Medical device technical file: ensure your documentation is compliant, structured, and audit-ready

Navigating the regulatory landscape for medical devices can be overwhelming, especially when it comes to compiling a compliant medical device technical file. Whether you are preparing a technical file for medical devices under the EU MDR 2017/745, or updating legacy technical files for medical devices to meet current standards, the process is complex and full of potential pitfalls.

Many manufacturers encounter challenges such as:

• uncertainty about what a technical file medical devices submission must include,
• difficulty keeping the tech file medical device aligned with the latest clinical and performance evidence,
• risk of audit findings due to incomplete or inconsistent documentation,
• time pressure to update technical file for medical device content across product ranges.

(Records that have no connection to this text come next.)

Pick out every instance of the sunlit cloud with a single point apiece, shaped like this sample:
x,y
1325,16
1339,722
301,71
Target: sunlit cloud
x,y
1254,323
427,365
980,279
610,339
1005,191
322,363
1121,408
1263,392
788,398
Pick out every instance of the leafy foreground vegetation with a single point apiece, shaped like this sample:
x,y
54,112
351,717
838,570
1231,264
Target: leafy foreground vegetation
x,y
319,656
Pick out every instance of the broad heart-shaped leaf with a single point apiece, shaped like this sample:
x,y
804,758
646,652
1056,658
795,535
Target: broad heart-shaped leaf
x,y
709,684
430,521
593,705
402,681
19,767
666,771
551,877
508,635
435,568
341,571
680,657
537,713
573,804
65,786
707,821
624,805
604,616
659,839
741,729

Without a clear strategy, even experienced teams can face delays, increased costs, or non-conformities that block market access.

Failing to prepare a robust, MDR-compliant medical device technical file can have serious consequences:

• regulatory audits may result in major non-conformities or market delays,
• notified bodies expect a consistent structure that covers clinical evaluation, risk management, usability, post-market surveillance, and more,
• gaps in your technical file for medical devices could jeopardize your CE marking or force a costly re-submission.

Your product’s lifecycle depends on a solid, traceable, and audit-ready tech file medical device

In today’s strict regulatory environment, there is no room for incomplete or outdated documentation.

The risk of an incomplete medical device technical file

A fragmented or outdated medical device technical file can lead to:

• audit findings and market access delays,
• questions from notified bodies that slow down the conformity assessment process,
• risk of product withdrawals, fines, or reputational damage,
• increased costs from last-minute fixes and consultancy fees.

Your technical file for medical devices is not just a formality — it’s your regulatory passport. In today’s strict compliance landscape, your documentation must be precise, complete, and traceable.